A um tempo em que as religiões parecem operar sem profetismo, a Encíclica, em pauta, de modo contemporizado, inscreve-se ao campo da tradição do profetismo veterotestamentário. Contemporizado, porque parece difícil evocar Deus para um movimento de intervenção na História. O próprio Hans Jonas lamentou tal dificuldade, ao refletir acerca do campo de concentração nazista mais cruel, em O conceito de Deus após Auschwitz: uma voz judia.

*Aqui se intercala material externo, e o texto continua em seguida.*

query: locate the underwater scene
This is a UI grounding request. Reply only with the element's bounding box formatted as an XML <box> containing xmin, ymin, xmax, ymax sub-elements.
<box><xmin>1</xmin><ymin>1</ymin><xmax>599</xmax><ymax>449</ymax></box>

Em que se lê: “O Senhor da História, nós suspeitamos, terá que ficar de fora […]. (Pois,) que Deus poderia deixar que isso acontecesse?” (JONAS, 2016, p. 21). Como se fosse possível aquilatar diferenças de crueldade nos campos de concentração sob regimes autoritários, por consequência, totalitários.
A propósito, Herbert Marcuse não diferenciava os autoritarismos soviético do nazista, o fascista do sistema político norte-americano. O último pela via da liberdade, da democracia e da promoção de falsas necessidades inventadas e combinadas às mercadorias programadas para obsolescência. Logo, uma forma de escravidão contemporânea, pois, uma “falta de liberdade confortável, suave, razoável e democrática prevalece na civilização industrial avançada, um símbolo do progresso técnico” (MARCUSE, 1964, p. 13) [viii]. Pois que as mercadorias se mostram extremamente sedutoras, sob sistemas de crediário acoplados, idem.
Porém, como quer o Poeta, “temporizemos” [ix], a dizer “atualizemos” ao observar o profeta Daniel interpretando o sonho do rei Nabucodonosor, sob título promissor, “O sonho da grande árvore”.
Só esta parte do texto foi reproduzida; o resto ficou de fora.